When Anthony Weiner came to Staten Island on Friday to tour a Tottenville waterfront home damaged by hurricane Sandy, a mob of cameras and reporters only cared about one thing.

With the exception of one question from NY1 about the city's response to help homeowners, the media and present voters focused instead on the online sex scandal threatening to derail Weiner's campaign for mayor.

"I don't quite understand how you would feel you would have the moral authority as the head administrator in this city to oversee employees when your standard of conduct is so much lower than the standard of conduct that's expected of us," said voter and former New York City teacher Peg Brunda.

"Are you not voting for me?" responded Weiner.

"I would not vote for you, sir," answered Brunda.

Such is life on the campaign trail for Weiner, days after admitting he continued to send sexual messages and photos to women he met online after he resigned from Congress.

A pack of reporters and cameras track his every move, he is the laughing stock of late-night television, and even high-brow publications, like the New Yorker, are having a field day with his story.

Weiner, however, is forging ahead.

"Many people want to talk about their future, not necessarily my past," said Weiner.

Though his opponents are piling on the criticism as well, it seems to be doing little to shake Wiener's resolve.

"You need someone as mayor who’s serious about the job, who’s focused on the needs of New Yorkers, not their own self-aggrandizement," said City Council Speaker Christine Quinn.

"He must leave this race for mayor," said Public Advocate Bill de Blasio. "He cannot play a productive roll anymore. He is distracting us from the issues we need to talk about.

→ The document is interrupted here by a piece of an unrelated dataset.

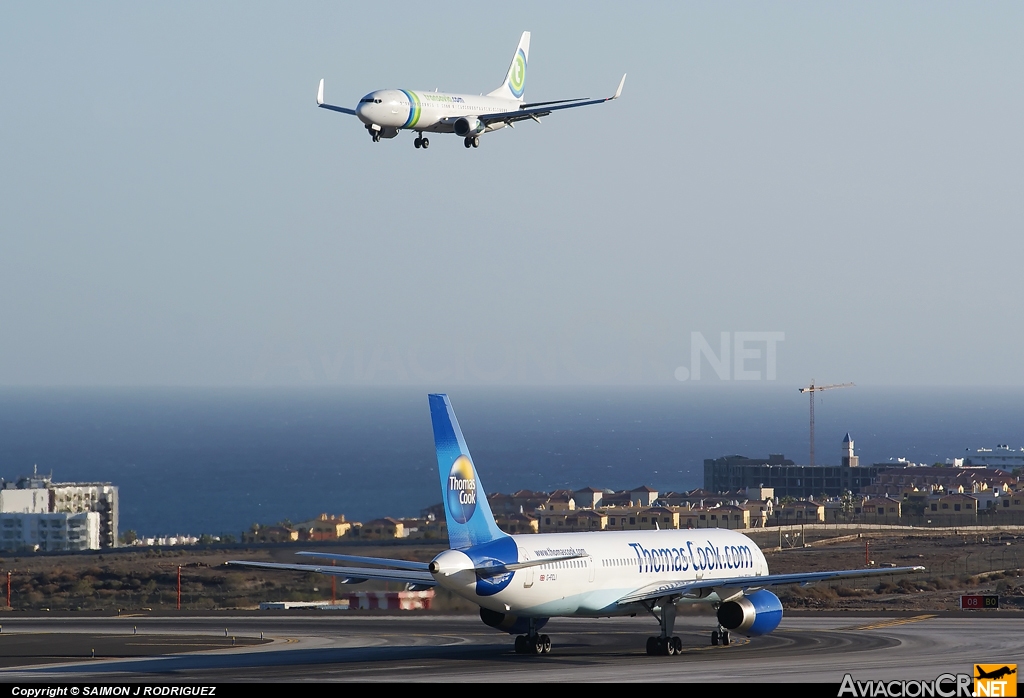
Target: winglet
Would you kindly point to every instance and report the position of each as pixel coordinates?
(614, 96)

He is distracting us from what New Yorkers are going through."

Some onlookers in Staten Island, though, said it was the media causing the distraction, not Weiner.

"Regardless of what his iPhone did or didn't do, I'm happy he is at least drawing attention," said local resident Steven Austin. "All press is good press, right?"

As for the New Yorker who welcomed the former Congressman inside to tour his storm-damaged home on Friday, he seemed pleased with the turnout, though he refused to say whether he would actually vote for Weiner.